I'm wondering if maybe you could set the host header yourself, instead of relying on finagle doing it on your behalf after load balancing.
@mosesn Ah I see what you're asking now. Yes, setting the host header is a workaround for our use case (I'm currently in the process of testing our application with a special-case configuration that does just that). But it's very hacky, since I have to set a host header manually for each request instead of letting Finagle just "do the right thing". As an aside, curl and other http tools set the host header, so it seems like a good idea that Finagle follows suit.
@justinpermar yeah, the tricky thing is that curl and other HTTP tools can infer the host header because they assume you pass a URL. Finagle doesn't assume that, and indeed many users just resolve IP addresses from zookeeper (or similar). We could potentially add an HTTP-specific configuration method as a helper, something like Http.client.withHostHeader("twitter.com")
but then the downside would be that if you dump the request before you pass it to the client, it doesn't actually reflect what it will look like when it's sent.
The RequestBuilder
API is intended to address this problem, but it's pretty limited in what it checks, since HTTP is such a complicated protocol.
Is there anything wrong with setting the host header via a filter?

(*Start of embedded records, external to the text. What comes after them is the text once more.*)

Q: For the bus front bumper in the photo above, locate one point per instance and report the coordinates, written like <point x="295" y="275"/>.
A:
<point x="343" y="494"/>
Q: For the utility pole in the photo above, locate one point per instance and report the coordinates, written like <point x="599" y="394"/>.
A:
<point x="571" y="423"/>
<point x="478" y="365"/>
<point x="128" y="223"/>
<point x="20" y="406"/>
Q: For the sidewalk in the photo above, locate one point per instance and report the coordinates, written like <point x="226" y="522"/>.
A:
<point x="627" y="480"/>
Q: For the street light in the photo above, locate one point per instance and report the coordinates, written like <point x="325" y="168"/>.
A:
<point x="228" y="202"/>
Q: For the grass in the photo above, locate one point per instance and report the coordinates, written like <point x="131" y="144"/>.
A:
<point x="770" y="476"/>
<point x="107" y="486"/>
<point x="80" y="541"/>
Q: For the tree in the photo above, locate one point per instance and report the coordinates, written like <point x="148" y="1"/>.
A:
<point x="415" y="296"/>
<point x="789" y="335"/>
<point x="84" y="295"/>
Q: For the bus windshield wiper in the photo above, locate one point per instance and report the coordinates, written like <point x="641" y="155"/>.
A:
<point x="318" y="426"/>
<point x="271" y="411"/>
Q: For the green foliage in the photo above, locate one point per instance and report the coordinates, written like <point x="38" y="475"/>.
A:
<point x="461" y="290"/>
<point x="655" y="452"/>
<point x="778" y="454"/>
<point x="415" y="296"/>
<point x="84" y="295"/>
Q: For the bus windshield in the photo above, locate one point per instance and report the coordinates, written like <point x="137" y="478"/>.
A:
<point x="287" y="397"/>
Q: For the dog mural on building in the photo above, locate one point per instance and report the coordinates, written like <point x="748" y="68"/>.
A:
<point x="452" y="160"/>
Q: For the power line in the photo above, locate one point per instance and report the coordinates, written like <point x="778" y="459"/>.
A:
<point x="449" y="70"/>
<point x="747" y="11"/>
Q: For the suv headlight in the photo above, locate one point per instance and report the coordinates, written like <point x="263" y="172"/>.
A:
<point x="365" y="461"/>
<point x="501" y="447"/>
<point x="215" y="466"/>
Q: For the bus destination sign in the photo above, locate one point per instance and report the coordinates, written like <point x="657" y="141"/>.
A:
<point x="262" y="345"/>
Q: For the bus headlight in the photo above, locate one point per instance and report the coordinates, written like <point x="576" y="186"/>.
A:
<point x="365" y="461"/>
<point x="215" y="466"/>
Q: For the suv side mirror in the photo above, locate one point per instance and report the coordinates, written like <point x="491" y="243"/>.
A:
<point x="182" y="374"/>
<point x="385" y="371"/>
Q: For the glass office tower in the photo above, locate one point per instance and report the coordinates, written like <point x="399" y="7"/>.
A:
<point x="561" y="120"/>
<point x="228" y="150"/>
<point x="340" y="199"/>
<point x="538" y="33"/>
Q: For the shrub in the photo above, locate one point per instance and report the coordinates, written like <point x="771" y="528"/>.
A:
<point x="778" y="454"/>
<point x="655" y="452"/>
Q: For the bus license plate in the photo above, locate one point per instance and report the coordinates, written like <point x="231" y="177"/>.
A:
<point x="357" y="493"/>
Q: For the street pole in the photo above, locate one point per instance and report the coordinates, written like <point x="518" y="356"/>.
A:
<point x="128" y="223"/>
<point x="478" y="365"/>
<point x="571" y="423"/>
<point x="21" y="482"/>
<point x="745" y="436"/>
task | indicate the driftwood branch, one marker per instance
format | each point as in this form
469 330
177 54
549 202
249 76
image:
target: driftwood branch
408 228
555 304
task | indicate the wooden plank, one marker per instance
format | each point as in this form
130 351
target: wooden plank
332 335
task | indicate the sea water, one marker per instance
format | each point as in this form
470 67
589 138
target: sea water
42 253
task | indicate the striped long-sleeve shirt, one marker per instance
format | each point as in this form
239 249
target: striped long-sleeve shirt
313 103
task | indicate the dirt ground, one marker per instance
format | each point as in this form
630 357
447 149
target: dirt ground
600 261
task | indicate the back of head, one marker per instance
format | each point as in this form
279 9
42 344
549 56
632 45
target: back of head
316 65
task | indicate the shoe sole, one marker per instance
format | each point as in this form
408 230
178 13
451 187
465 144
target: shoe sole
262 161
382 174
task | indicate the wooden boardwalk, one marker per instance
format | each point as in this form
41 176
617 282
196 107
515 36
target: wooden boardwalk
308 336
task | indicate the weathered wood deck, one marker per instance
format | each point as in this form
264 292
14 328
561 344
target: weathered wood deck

case class WithHostHeader(host: String) extends SimpleFilter[Request, Response] {
override def apply(request: Request, service: Service[Request, Response]): Future[Response] = {
request.host = host
service(request)
}
}
WithHostHeader("localhost").andThen(Http.newService("localhost"))
@dreverri no, that will work fine. This issue is specifically for when you want a different host header for different remote peers in the same loadbalancer.
Hi
It would be nice to have this feature.
@mosesn are you able to give more detail on this please?
try making a
Stack
module beneath the load balancer. The load balancer injects the address of the remote peer intoStack.Params
, so you should be able to use that.
I would like to give it a try
Thanks
I found a way around this but it could get expensive. I setup cloudfront distribution with 1 sec min/max ttl pointed to the ALB. I then created a origin request lambda. This allows my backend to access the original Host header via X-Original-Host.
import json
def lambda_handler(event, context): event['Records'][0]['cf']['request']["origin"]["custom"]["customHeaders"]["x-original-host"] = [ { 'key': 'X-Original-Host', 'value': event['Records'][0]['cf']['request']["headers"]["host"][0]["value"], }, ] return event['Records'][0]['cf']['request']
According to #560 you may be discussing but I got confused when using Finagle's load balancing feature. In order to distribute requests to multiple servers, we instantiate a service via Http.Client#newService as follows,
val client = Http.client.newService("hostA.org:80, hostB.org:80")
Then construct request,
What should we fill ??? with?
Moreover, we're forced to pass the host addresses twice when the service creation and the building request. It's not DRY.
Are there any reasons that the Host header automatically set that given to the Service?